A study published last year in the Proceedings of the National Academy of Sciences provides experimental evidence that focusing on a specific goal -- say, 2 degrees -- can, paradoxically, lead to inaction. As long as there is any uncertainty, however slight, about where the threshold of danger lies -- or about the consequences for crossing that threshold -- self-interest encourages countries to keep on emitting even though collectively they are better off reducing their emissions.

The carrot and the stick. If line-drawing isn't particularly effective, what's the alternative? Here we can look to Obama's dual strategy on Iran: Squeeze Iran with tough economic sanctions while simultaneously extending an invitation to negotiate on specific actions to be taken.

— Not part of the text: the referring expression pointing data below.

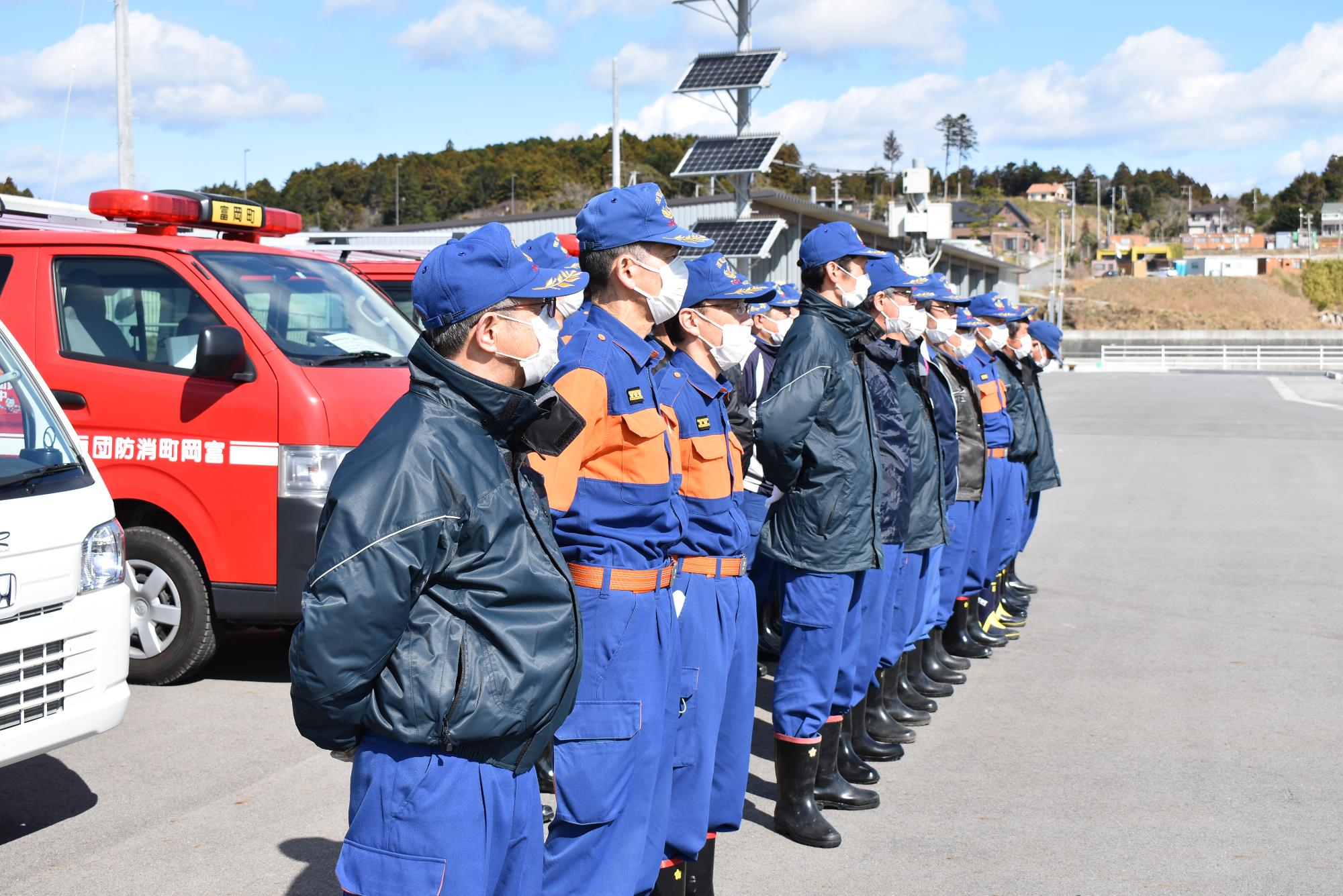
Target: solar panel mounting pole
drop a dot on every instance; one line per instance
(126, 150)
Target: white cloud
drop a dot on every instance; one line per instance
(1161, 91)
(640, 66)
(179, 78)
(906, 28)
(36, 166)
(469, 27)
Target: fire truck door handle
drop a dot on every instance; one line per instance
(71, 400)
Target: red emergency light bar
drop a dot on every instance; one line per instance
(165, 211)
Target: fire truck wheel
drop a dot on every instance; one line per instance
(173, 631)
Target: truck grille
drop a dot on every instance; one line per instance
(42, 698)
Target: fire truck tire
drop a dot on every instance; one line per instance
(170, 609)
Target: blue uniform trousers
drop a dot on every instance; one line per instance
(875, 616)
(430, 823)
(718, 631)
(930, 595)
(1012, 514)
(819, 611)
(613, 754)
(1029, 525)
(956, 558)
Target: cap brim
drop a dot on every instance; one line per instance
(554, 282)
(679, 236)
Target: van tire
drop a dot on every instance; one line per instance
(194, 643)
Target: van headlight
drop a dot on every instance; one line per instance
(307, 471)
(103, 558)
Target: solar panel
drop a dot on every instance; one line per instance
(731, 70)
(730, 156)
(734, 238)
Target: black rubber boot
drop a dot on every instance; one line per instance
(832, 791)
(934, 667)
(958, 640)
(1016, 581)
(919, 679)
(868, 748)
(882, 725)
(699, 874)
(851, 765)
(671, 881)
(796, 812)
(891, 693)
(939, 646)
(546, 770)
(907, 693)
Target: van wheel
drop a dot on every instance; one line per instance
(173, 632)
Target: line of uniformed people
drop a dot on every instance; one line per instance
(845, 515)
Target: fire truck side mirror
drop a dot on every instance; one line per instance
(222, 356)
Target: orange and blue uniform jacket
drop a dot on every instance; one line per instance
(711, 459)
(993, 397)
(613, 491)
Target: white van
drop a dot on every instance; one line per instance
(65, 605)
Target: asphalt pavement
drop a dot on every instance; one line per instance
(1169, 721)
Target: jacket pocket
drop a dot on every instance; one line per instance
(378, 873)
(688, 724)
(644, 456)
(594, 760)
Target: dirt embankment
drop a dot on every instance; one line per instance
(1272, 302)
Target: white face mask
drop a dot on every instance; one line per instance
(965, 348)
(541, 362)
(737, 345)
(675, 279)
(863, 283)
(941, 330)
(569, 305)
(781, 329)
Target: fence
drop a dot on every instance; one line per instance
(1221, 357)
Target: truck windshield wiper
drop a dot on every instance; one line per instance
(351, 356)
(38, 472)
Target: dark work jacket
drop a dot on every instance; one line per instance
(970, 430)
(1023, 447)
(440, 611)
(1043, 470)
(945, 420)
(927, 511)
(817, 443)
(879, 362)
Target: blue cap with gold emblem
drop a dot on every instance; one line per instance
(629, 215)
(712, 278)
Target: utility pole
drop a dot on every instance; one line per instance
(616, 122)
(126, 148)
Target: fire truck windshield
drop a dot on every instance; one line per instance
(316, 311)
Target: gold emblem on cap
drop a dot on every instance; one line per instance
(569, 277)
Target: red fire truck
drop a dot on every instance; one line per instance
(217, 383)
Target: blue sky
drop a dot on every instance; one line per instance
(1228, 90)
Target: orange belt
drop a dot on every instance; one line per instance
(714, 566)
(639, 581)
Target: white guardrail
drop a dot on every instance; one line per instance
(1221, 357)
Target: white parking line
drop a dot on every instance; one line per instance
(1286, 393)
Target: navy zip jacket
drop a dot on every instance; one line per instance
(879, 360)
(440, 611)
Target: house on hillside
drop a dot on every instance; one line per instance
(1048, 192)
(1004, 227)
(1332, 219)
(1213, 217)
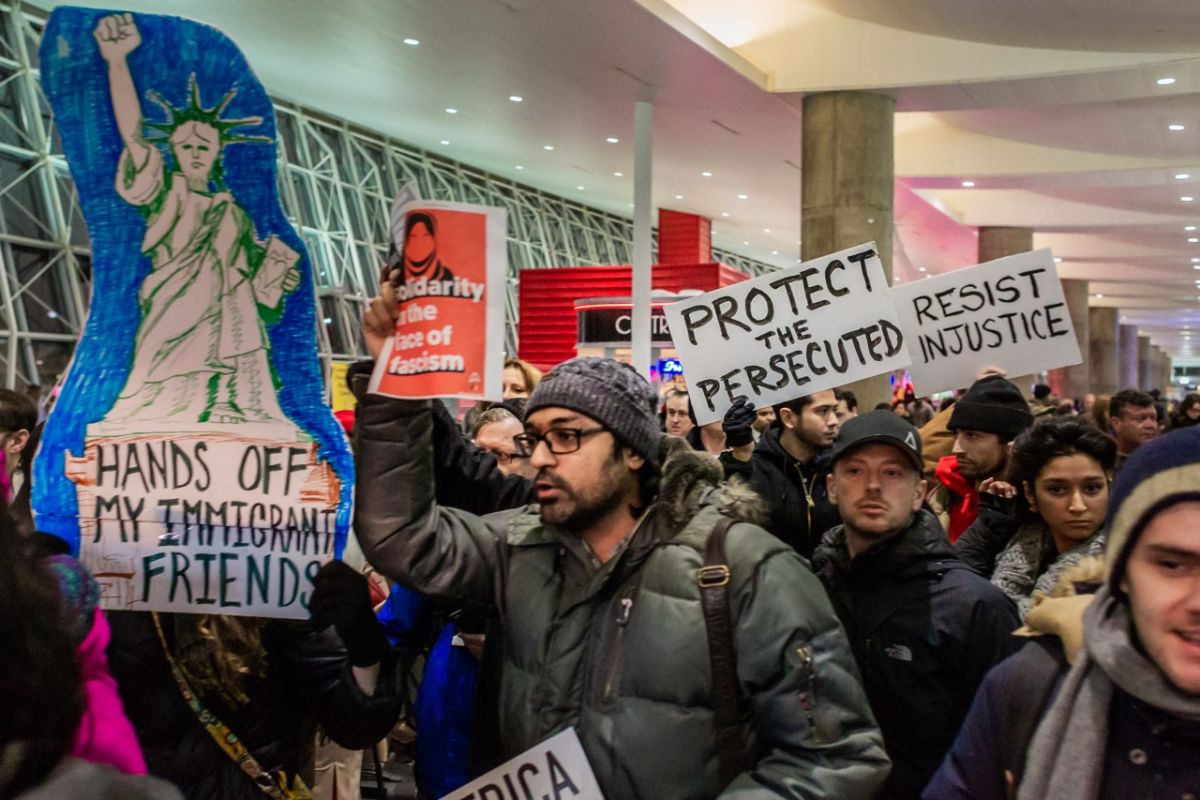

This two-pronged approach could work for climate, too: Squeeze carbon emitters with a carbon tax while simultaneously creating incentives for concrete progress on energy conservation and efficiency -- measurable by audits and inspections.

If we must draw a red line, it should be in an oil field, because only by leaving most of the planet's remaining fossil fuels underground can we hope to prevent dangerous warming. Netanyahu drew his red line on Iran's nuclear-enrichment program, "because these enrichment facilities are the only nuclear installations that we can definitely see and credibly target." We can't see greenhouse gases, and we can't see temperature, but we can see and target the atmosphere's carbon-enrichment facilities: power plants and drilling rigs and gas-guzzlers.

Targeting is what should have happened at the climate conference in Doha last year. More than three years have already passed since governments agreed that emissions must be reduced to keep global temperature increases below 2 degrees. Now the focus of the international response to climate change must shift from goals and pledges to sanctions and inspections. Setting the red line at 2 degrees does not work unless the game is changed so that the players become collaborators rather than competitors, and the consequences of failure are guaranteed. We cannot afford to let another year go by without significant action; 2013 must be the year that we shift gears, learn how to use the brakes, and save our planet from being damaged beyond repair.